Sharples begins to publicize organic cereals and food without transfats

Editor’s note: This article was initially published in The Daily Gazette, Swarthmore’s online, daily newspaper founded in Fall 1996. As of Fall 2018, the DG has merged with The Phoenix. See the about page to read more about the DG.

This semester, many students in Sharples have noticed the appearance of organic cereals and bright green heart stickers that denote organic food products or food prepared without transfats. Sharples’ purchasing director Janet Kassab has observed that most of these “changes” are actually responses to student requests to know what kinds of ingredients are in the food that we eat in Sharples.

“What the students want, we do our best to give,” explains Kassab, who is eager to meet the needs and requests of students, citing the daily efforts to provide alternative meals for those who cannot eat certain ingredients. The addition of organic cereals, which Kassab jokingly refers to as her “hippie corner,” was specifically intended to meet the needs of students who need wheat or gluten free cereal.

How else do students make requests of Sharples? “The napkin board is fairly effective.” The attention to transfats, for example, is actually a result of questions from students. While the switch to transfat free frying oil was nothing new, the big difference is that Sharples is now “advertising” the lack of transfats. The new philosophy on healthy ingredients in Sharples: “If you’ve got it, flaunt it,” Kassab says, alluding to stickers such as those marking the low fat yogurts and visible cartons for organic tomatoes.

Kassab also observes that when it comes to food with transfats, “the real culprits are the baked goods.” However, Kassab hopes to address that as well, since General Mills, which recently bought Pillsbury, has been creating new frozen baked goods with fewer tranfats in their preservatives.

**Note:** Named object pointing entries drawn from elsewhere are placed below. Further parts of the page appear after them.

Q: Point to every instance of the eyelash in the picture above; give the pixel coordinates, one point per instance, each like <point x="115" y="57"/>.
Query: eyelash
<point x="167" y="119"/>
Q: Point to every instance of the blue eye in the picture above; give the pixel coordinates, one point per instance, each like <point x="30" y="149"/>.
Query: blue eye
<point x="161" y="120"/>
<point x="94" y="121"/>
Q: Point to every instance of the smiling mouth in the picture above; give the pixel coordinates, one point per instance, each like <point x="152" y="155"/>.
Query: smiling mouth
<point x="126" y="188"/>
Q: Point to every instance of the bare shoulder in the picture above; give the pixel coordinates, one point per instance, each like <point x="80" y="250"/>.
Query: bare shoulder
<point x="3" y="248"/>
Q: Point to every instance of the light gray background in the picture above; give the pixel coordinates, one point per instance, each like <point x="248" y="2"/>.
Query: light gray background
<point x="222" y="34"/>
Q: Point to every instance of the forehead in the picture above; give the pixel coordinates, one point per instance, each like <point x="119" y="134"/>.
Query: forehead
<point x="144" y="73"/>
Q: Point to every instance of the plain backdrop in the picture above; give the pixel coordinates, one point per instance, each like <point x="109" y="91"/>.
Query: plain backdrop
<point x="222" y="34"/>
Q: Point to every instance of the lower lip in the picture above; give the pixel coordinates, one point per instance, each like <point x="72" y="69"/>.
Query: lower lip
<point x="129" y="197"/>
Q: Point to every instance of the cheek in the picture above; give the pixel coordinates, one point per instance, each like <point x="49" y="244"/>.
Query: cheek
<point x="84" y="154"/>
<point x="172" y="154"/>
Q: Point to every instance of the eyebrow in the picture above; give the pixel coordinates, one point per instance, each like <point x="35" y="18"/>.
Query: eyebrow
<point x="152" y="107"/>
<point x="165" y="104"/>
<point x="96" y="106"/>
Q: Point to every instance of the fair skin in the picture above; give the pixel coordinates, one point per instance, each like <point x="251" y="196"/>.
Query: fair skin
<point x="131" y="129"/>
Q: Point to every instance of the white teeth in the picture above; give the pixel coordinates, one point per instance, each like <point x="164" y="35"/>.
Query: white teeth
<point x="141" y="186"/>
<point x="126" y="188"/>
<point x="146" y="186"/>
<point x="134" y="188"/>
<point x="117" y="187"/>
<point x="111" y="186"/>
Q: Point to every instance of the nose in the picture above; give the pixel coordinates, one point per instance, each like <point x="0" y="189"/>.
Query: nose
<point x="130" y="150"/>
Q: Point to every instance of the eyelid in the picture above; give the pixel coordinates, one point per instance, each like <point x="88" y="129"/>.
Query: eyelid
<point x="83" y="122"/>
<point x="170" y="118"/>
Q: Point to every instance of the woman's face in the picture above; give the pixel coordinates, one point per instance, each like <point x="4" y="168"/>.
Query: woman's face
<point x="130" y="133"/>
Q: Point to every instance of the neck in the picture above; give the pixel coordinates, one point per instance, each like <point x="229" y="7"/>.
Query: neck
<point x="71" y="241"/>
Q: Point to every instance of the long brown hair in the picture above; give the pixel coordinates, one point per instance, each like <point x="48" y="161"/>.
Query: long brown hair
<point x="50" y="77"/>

The attention students are paying to healthy food is “here to stay” in Kassab’s opinion. She doubts that the consumption of foods with these healthy ingredients is dramatically different than before the labelling system, although “if anything, we’ve had less this year to send to the homeless at the end of the week,” students are definitely more concerned about what they’re putting in their mouths.

As part of an effort to encourage this awareness, Kassab has been hoping to have a health awareness day in March as well as running a competition (the materials for which can be found in the office at the top of Sharples) to design a new slogan and logo to mark special health-conscious selections at Sharples. The student whose submission is selected will win a prize.